You melt your oils in the pot, can use a disposable container for the lye, and after you are done, you can go ahead and clean your pot.

Your bars are also harder way faster, and like a rock after 6 weeks.


----------



## NsMar42111 (Sep 13, 2017)

I use the same recipe for HP and CP-I do a 30% lye concentration and my "regular" recipe rarely has issues in HP (unless it's a really naughty FO).


----------



## SoapTrey (Sep 13, 2017)

SunRiseArts said:


> IMO HP is way less intimidating, and easier to manage. Also easy clean up.
> 
> You melt your oils in the pot, can use a disposable container for the lye, and after you are done, you can go ahead and clean your pot.
> 
> Your bars are also harder way faster, and like a rock after 6 weeks.



I love this post... I really do. 

When I do an intricate CP recipe and have 5 bowls of different colors, spatulas, measuring stuff... etc., the clean-up is the worst part, it's messy and time consuming and sometimes I don't want to make another batch for a while simply for this reason.
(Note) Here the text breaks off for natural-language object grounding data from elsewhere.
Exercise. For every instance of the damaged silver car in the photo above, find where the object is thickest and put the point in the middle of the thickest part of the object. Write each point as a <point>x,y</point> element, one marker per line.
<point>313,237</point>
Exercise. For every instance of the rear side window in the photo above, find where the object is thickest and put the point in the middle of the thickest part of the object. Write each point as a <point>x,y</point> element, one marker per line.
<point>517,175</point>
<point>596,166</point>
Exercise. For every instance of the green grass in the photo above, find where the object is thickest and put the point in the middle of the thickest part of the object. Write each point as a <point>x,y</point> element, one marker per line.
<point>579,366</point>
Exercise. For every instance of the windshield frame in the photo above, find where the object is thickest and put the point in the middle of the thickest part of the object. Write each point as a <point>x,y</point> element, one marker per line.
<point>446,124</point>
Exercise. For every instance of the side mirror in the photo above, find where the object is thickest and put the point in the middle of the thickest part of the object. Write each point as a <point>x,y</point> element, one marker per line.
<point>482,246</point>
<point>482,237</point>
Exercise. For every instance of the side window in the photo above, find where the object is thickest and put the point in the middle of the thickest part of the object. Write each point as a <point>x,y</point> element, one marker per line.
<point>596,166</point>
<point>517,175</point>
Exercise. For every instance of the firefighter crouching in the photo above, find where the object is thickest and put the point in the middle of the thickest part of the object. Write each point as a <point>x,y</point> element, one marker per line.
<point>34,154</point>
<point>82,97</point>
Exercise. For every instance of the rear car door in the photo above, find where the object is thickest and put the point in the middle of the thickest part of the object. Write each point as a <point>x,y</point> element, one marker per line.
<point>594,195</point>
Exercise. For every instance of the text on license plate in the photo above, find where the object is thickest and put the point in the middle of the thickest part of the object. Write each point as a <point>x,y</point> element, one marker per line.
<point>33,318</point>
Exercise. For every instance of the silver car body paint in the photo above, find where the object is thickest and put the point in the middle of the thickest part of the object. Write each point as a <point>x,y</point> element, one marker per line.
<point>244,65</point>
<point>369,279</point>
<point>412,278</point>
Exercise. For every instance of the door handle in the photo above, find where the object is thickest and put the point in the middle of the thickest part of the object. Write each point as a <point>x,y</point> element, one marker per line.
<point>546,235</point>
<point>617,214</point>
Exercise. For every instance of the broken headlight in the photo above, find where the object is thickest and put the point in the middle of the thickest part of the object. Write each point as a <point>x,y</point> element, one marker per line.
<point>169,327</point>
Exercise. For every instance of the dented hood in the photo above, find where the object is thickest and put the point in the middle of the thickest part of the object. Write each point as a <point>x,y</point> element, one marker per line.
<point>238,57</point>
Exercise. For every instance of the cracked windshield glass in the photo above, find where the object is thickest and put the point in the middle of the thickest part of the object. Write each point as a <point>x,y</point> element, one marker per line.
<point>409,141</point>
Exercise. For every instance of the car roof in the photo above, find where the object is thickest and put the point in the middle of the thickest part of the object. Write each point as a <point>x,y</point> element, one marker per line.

HP is so much easier to clean, and I completely forgot about that benefit simply because it's kinda rare that I HP now-a-days.  But this thread is getting to me....  Thanks SunRiseArts


----------



## Complexions (Sep 16, 2017)

I have used recipes for both HP and CP, with little to no adjustments.

My personal Pros to HP:  cleanup is so much easier;  I can control the super fat;  no issues with ricing or seizing;  some fragrance oils either misbehave or disappear, this happens less often with HP; I can get the soap molded, cooled, and cut all in 1 day;  did I mention sooo much easier to clean?


----------



## fuzz-juzz (Sep 16, 2017)

My next batch will be HP.
Last two CP batches were a complete disaster - my mistakes.
I'm scared I might stuff it up again lol and also, I am so short on soaps, if I do CP now it will never cure in time for use as I like my CP soaps to be 3 months old at least.
I have so FOs that I want to test in HP as some of them change quite a bit in CP. 

I did few HP batches in past but keep forgetting how nice they can be. I usually don't go for the looks of the soaps as much for the feel, so HP soap looks or single colour don't bother me.
I have some HP rebatch that I'm using at the moment and it's so nice. I forgot how lovely it is in the shower. But it definitely needs bit of a cure because of high water %.


----------



## SoapTrey (Sep 16, 2017)

Good luck with your HP!


----------



## fuzz-juzz (Sep 18, 2017)

SoapTrey said:


> Good luck with your HP!



Thanks!

Forgot to add... I just use my regular recipe with some extra water.


----------